En analysant les données de l’étude Respond, l’équipe de recherche n’a pas encore réussi à déterminer l’effet exercé par des inhibiteurs de l’intégrase particuliers et leur lien éventuel avec les maladies cardiovasculaires. La complexité des investigations futures sera augmentée par le fait que l’infection au VIH elle-même est bien connue pour sa capacité de déclencher et d’accélérer le cours des maladies cardiovasculaires, sans doute à cause de ses effets inflammatoires.
Complexité
L’équipe de recherche de l’étude Respond reconnaît la possibilité qu’elle n’ait pas mesuré des facteurs de risque de maladies cardiovasculaires qui étaient présents chez des personnes utilisant des inhibiteurs de l’intégrase.
Problèmes de conception
Il importe de souligner que Respond, une étude d’observation, a été conçue d’une manière problématique qui doit être prise en considération. Aucune étude d’observation ne pourrait prouver que l’usage d’inhibiteurs de l’intégrase a causé les problèmes cardiovasculaires sérieux observés chez certain·e·s participant·e·s. Comme les maladies cardiovasculaires étaient relativement rares, il faudrait mener un essai clinique randomisé de très grande envergure et de très longue durée pour répondre de manière concluante aux questions soulevées par l’étude Respond. Notons toutefois qu’un tel essai se déroulerait sur plusieurs années et coûterait très cher.
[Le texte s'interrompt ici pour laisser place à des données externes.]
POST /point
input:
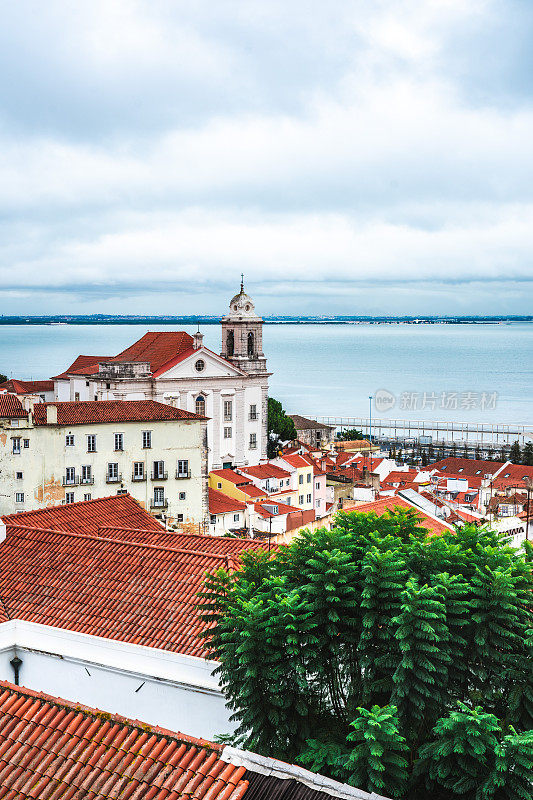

Conseils de scientifiques non affilié·e·s à l’étude Respond
Rappelons que les participant·e·s à l’étude Respond provenaient de cliniques VIH importantes situées en Europe et ailleurs. Les résultats sont réels dans la mesure où les maladies cardiovasculaires analysées se sont bel et bien produites. La question à poser est pourquoi? Une équipe de scientifiques de l’Université du Witwatersrand à Johannesburg, en Afrique du Sud, a examiné les résultats de l’étude Respond et les a mis en contexte pour les clinicien·ne·s et les patient·e·s : « Heureusement, les données recueillies avant [la plus récente analyse de l’étude Respond] laissent croire au niveau élevé d’innocuité et d’efficacité [du dolutégravir et du bictégravir], alors une surveillance prudente est appropriée pour le moment. Mais la nécessité de confirmer ou d’infirmer [les résultats de Respond] par d’autres études est devenue pressante ».
Consciente de ces enjeux, l’équipe de l’étude Respond invite les responsables « d’autres études d’envergure à faire des analyses pour vérifier nos résultats et explorer les mécanismes sous-jacents potentiels ».